Social democracy has been eroded by an interlocking set of sociological vicious-circles. Its very success in expanding the consumer economy after WWII lead to an affluence that increased the confidence of the middle classes, while the high wages achieved by the working classes prompted manufacturers to outsource production to the orient. Politicisation of education combined with a collapse of deference lead to a decline in the quality of state education, drove more and more of the middle classes back to private schooling, and produced a barely-employable underclass of undereducated youth. Loss of deference toward the professions, coupled with a deskilling of many arts through new technologies, lead to growth of a "creative class" and stimulated the aspiration to enter this class, to escape from wage labour into creative, non-manufacturing jobs and bohemian lifestyles: Žižek's "surplus wage" and the zero-hours contract are two sides of the same debased coin.

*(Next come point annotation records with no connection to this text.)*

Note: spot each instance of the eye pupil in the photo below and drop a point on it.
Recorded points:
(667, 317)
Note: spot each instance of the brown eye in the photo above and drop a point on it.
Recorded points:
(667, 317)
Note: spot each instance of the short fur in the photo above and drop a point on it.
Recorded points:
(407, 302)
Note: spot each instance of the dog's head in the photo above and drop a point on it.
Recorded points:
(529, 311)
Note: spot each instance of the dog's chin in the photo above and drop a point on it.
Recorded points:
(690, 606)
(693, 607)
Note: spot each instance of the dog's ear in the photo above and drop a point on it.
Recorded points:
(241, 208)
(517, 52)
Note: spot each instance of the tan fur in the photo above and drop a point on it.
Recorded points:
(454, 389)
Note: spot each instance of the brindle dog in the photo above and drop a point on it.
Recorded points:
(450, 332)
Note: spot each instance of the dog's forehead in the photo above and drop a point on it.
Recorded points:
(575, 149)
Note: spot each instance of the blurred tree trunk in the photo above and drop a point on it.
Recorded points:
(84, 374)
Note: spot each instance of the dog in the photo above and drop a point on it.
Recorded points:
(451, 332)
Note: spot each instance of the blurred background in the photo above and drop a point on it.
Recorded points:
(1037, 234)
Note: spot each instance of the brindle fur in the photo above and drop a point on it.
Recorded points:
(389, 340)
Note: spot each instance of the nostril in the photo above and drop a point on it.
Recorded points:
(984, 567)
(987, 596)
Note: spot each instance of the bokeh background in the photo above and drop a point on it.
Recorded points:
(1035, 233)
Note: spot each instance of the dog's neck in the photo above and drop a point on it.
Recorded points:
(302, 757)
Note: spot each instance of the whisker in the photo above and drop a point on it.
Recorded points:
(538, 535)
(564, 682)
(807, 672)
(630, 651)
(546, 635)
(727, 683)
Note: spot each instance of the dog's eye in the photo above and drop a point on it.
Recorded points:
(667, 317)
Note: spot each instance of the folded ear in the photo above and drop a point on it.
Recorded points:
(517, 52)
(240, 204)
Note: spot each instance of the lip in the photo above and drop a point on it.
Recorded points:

This being the case, why not just let social democracy die, mutter RIP, and wipe away a small tear? One good reason is that it's indispensable for the survival of the human species. The alternative of state socialism was tested to total destruction by history (and let's waste no more time on all that sectarian bullshit about "actually existing socialism" versus "deformed state capitalism" and the rest). The alternative of totally free markets is about to be tested to destruction right now, but this time the destruction will affect most lifeforms on the planet through increasing ecological catastrophes, through mass migrations, through financial meltdown and universal impoverishment. Social democracy on a world scale is the only imaginable way that the necessary regulation can be applied to steer capitalism back toward sustainable progress, and reverse the defection of a tiny super-rich minority at everyone else's expense. Social democracy really is just an armistice, and the result of breaking it won't be some kind of benign anarchistic cooperation but rather an epidemic of terrible new forms of authoritarianism and mayhem.
If there's any role left for social-democratic parties in this changed world, it can only be as honest referees of the armistice. They can no longer be partisan advocates for either the middle or working classes. A social democratic party needs to re-educate the electorate about the necessity for a mixed, regulated economy, which might not be impossible in the UK given the British public's continued adherence to the NHS. It mustn't be afraid to call itself social democratic and to explain what that label means. It needn't suck up to "business" and finance capital in the lubricious way that New Labour did, but nor must it pander to the public sector and unions uncritically: it must remain a referee. It needs to seek cooperation with other international parties and institutions to pursue tax evading corporations vigorously and plug the revenue leaks that threaten to sink the ship of state. It needs to enforce equitable rules about employment rights, work-place safety and welfare matters, but its job is not to promote the public's aspirations, which are their own business, nor to judge their moral failures (except those that breach the law). In short it needs to step back out of people's personal lives and concentrate on the context and infrastructure that supports those lives. Abandoning PC rhetoric will be as a hard as giving up smoking, but it has to be done.
Starting a new social democratic party from scratch isn't a sensible option and the only party in the UK whose history suggests that it could become such a party again is the Labour Party: the LibDems have imploded, while the SNP can't help but be suspected of trying on a social-democratic mask over its nationalism. Whether or not a potential Labour leader exists with the will, charisma and political nous to reforge its broken halves into such a party is something we won't know for at least five years, perhaps a lot longer.